The big risk with the timer approach would be that you'd have to monitor the battery bank manually to watch for it getting over-discharged. If you leave it to the inverter it will run the pack down to something like 21V before LVD kicks in and the inverter shuts down. Do that too much and you'll rot the batteries as they will have been discharged to more than 80% DoD whereas you shouldn't discharge them by more than 50%.
Also, if you rely on just the timer you may run heavier than expected loads on the inverter and it will shut down before the next "grid window" and then any critical loads (like a fridge) will suffer from the outage (if you're not around to override the timer).
I've got a SmartGauge that does what you want. It can measure the battery SoC directly and can be programmed to output a relay alarm at a particular low SoC. So when the battery bank hits 50% it alarms and the relay closes/opens (it's a change-over type) and you can use this to operate an external buzzer, light or even start up a genset to charge the bank. The alarm will continue for a set time (programmable) so you are meant to set it to a time that would allow a genset to fully recharge the bank and then it will time-out and stop.
In your case, you set the alarm relay to drive a big grid change-over relay so that while the battery stays above 50%, the grid is disconnected and the inverter runs but if the wind power isn't enough to keep the SoC above your chosen set-point, the SmartGauge will alarm and connect the grid and charge the bank for some programmed number of hours (avoiding any weird cyclic behaviour).
Hopefully the wind charge controller would take care of things like topping off the battery once in a while and equalising the bank (if you've got floodies), as the SmartGauge will not connect the grid unless the bank gets critically low.
You can see more on the SmartGauge at www.smartgauge.co.uk
Maybe to avoid the bank sitting for a long time at a partial charge you could also trigger the grid relay once a week for a few hours just to make sure that the bank gets topped off at least once a week to keep the sulphate at bay.
The SmartGauge isn't cheap though (about £145 / $230).
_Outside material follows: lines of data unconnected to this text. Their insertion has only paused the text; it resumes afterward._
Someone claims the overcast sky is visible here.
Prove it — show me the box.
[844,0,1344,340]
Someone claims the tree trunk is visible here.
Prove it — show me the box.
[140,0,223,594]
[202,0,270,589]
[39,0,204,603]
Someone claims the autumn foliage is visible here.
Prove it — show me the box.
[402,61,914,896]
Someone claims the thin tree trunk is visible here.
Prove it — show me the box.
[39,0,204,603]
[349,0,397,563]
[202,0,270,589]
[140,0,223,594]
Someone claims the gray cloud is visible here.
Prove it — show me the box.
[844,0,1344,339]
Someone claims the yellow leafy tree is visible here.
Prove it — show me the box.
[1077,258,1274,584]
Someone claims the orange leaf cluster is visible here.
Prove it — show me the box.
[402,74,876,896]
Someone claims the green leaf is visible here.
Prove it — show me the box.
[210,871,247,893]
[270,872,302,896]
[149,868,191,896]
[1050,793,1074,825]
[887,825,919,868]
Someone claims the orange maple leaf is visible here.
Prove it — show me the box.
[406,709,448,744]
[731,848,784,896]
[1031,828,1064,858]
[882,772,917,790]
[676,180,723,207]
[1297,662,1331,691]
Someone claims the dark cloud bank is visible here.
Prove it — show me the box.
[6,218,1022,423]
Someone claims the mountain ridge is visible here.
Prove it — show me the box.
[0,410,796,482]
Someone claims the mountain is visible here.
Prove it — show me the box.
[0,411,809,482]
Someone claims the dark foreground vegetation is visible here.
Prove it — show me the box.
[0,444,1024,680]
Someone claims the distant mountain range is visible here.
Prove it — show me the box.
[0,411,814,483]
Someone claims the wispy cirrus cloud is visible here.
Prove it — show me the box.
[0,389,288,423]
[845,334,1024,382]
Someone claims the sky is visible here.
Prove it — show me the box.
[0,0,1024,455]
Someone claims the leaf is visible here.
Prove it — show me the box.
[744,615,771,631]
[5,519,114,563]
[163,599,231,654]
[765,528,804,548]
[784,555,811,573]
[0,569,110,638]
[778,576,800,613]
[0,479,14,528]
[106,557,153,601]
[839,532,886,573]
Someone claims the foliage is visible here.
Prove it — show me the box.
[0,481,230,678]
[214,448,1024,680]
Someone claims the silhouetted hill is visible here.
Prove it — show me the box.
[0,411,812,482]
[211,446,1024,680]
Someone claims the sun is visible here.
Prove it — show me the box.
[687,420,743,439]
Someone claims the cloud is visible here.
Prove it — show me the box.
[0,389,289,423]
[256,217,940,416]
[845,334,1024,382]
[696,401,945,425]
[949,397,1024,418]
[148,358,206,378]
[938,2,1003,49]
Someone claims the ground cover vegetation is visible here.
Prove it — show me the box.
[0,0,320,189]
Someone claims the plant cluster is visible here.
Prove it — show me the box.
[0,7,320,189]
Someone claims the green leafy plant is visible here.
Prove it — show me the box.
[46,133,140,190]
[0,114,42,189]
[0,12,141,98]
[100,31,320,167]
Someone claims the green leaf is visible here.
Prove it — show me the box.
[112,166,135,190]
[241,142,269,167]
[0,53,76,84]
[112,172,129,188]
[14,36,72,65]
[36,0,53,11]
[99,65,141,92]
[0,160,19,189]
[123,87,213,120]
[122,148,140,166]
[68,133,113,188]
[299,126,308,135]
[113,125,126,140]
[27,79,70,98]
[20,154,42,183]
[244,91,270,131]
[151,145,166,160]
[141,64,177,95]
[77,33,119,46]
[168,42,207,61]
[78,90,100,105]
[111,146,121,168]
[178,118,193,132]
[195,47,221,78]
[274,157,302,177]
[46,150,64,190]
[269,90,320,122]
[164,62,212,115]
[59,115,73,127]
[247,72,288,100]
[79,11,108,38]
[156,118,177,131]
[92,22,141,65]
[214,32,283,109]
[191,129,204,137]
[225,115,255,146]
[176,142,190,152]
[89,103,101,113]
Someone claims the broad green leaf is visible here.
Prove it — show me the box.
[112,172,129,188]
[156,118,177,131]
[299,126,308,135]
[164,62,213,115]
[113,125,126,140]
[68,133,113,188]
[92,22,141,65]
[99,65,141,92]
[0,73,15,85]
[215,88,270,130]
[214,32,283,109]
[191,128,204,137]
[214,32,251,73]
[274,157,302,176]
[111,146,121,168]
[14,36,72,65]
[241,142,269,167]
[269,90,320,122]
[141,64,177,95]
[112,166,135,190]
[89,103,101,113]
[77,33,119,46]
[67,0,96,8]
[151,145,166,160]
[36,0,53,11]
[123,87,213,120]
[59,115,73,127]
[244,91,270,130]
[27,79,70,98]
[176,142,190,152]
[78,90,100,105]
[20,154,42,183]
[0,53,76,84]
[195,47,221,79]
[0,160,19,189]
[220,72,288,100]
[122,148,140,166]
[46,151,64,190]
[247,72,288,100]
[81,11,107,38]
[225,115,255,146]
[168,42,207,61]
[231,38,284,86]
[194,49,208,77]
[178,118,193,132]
You could rig something with voltage comparators & some logic but then you'd maybe suffer from false alarms as a large load can easily drag a bank down to under 24V temporarily but as soon as you remove the load (boiling a kettle) the bank voltage rebounds and it hasn't actually discharged that much (just maybe 3-4% in reality).
IMHO it's worth having the SmartGauge anyway, as it takes a lot of guess-work out of monitoring my batteries. You don't have to resync it ever and it reads SoC % rather than Volts or Ah.